Тревожные размышления о будущей командировке у г-на Алексеева были окрашены мягким юмором, но все равно картинка вырисовывалась мрачноватая. Г-н Михасс встрепенулся — он был не согласен, что там все так ужасно. Ему даже почему-то показалось, что на эту тему, он знает немного больше чем окружающие. И он попытался сказать что-то умное. Но не смог. Попробовав выловить какие-нибудь обратные доказательства из давних разговоров со знакомой девушкой, изучавшей в РГГУ персидский язык, Михасс с грустью понял, что никаких интересных сведений о жизни в Иране у него нет. Пробормотав себе под нос, что-то нечленораздельное он судорожно дернулся и подозрительно быстро затих. Но ведь что-то он знал. У всех людей в подсознании есть ряд обрывочных фактов, автоматически выстраивающийся в определенную систему, которая и делает то или иное убеждение.

А г-н Алексеев, тем временем рассказывал действительно любопытные вещи. Иран при шахе вовсе не был тем оплотом демократии исламского мира, каким он представляется сейчас некоторым противникам нынешнего тегеранского режима. Да, по улицам ходили модно одетые девушки в кожаных мини юбках и с мобильниками в руках, но если для среднего европейца (о, вот он, наконец, долгожданный мейнстрим) такие картинки почему-то служат доказательством присутствия гражданских свобод, то для гораздо большей правоверной, (чуть было не написал «православной») мусульманской части населения это было даже более дико, чем для Франсис — естественное поведение Гилберта Кийта в ту злополучную или, наоборот, прекрасную ночь. Шахская тайная полиция без суда и следствия бросала в тюрьмы противников монархии. Люди исчезали, как умные мысли в давно не стриженной голове г-на Михасса. И то, и другое, я не имею ввиду свою голову, у местного населения ассоциировалось с Америкой, а иранский мейнстрим (ага-а-а!) хотел естественного для него спокойствия, что и вылилось в конце концов в исламскую революцию, со всеми вытекающими из неё последствиями. Когда миллионы людей среднего класса, (если я не ошибаюсь это и называется «мейнстрим»), любой культуры, берутся за радикальное наведение порядка в одной отдельно взятой стране, слава Богу, что хотя бы в одной, они проникаются величием этой идеи (вспомним Великую Октябрьскую Социалистическую Революцию, обратите внимание на слово «Великую») и успешно достигают прямо противоположного результата. Чтобы заглушить сомнения в правильности своих действий они кричат, как в свое время Франсис: «Аллах акбар!!!» или «Социалистическое отечество в опасности!!!» Хотя понятно, что она кричала что-то другое. Да простят меня Франсис, Честертон и иже с ними, но, как говорится: «Ради красного словца, в нарушение правил хорошего тона, не пожалеешь ни Франсис, ни Честертона». Жаль, что мои шуточки на грани дозволенного — не единственное, без чего можно было бы обойтись в этом мире.
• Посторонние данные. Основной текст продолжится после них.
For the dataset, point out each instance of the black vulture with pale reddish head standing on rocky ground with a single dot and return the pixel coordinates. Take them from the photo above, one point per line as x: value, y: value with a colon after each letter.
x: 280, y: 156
Я представляю грусть Аллаха, единого и неделимого, как шестая часть суши, когда под выше упоминавшиеся крики: «Аллах акбар!» кому-то перерезают горло, наивно, если здесь уместно это слово, полагая, что это способствует каким-то образом установлению независимости Чечни или, наоборот, во имя целостности какой-нибудь «богоизбранной» страны, свинорылые генералы бросают невинных, а может в чем-нибудь и виновных, мальчиков под пули, мне кажется, что тогда Богу тоже очень и очень грустно. Борьба за торжество идеалов западной демократии на Ближнем, Среднем и Дальнем Востоке, и не только там, как правило приводит к похожим результатам. Когда пишешь отчет о 3-ем заседании Честертоновского клуба — в перерывах очень вредно смотреть телевизор. Все выше изложенное, только одна сторона так называемого среднего класса исламской или христианской культуры. Это его сбой, когда кто-то берется не за свое дело, как например я в данном случае. И Иран, на этот момент, я думаю, не дикая страна, а другой мир выстроенный по иным правилам и судить, что это там хорошо, а что ужасно, случайному наблюдателю трудно, хотя можно опираться и на собственные впечатления, ощущая дискомфорт или удовольствие. Когда Никита вернется из этой поездки, уж тут-то он нам точно все расскажет.

А в идеале средний класс любит праздники. Правда, кто их не любит. Рождество, день рожденья, похороны, хорошая книга… хорошего писателя… Вы понимаете куда я клоню? Но об этом, надеюсь, вам поведает кто-нибудь другой.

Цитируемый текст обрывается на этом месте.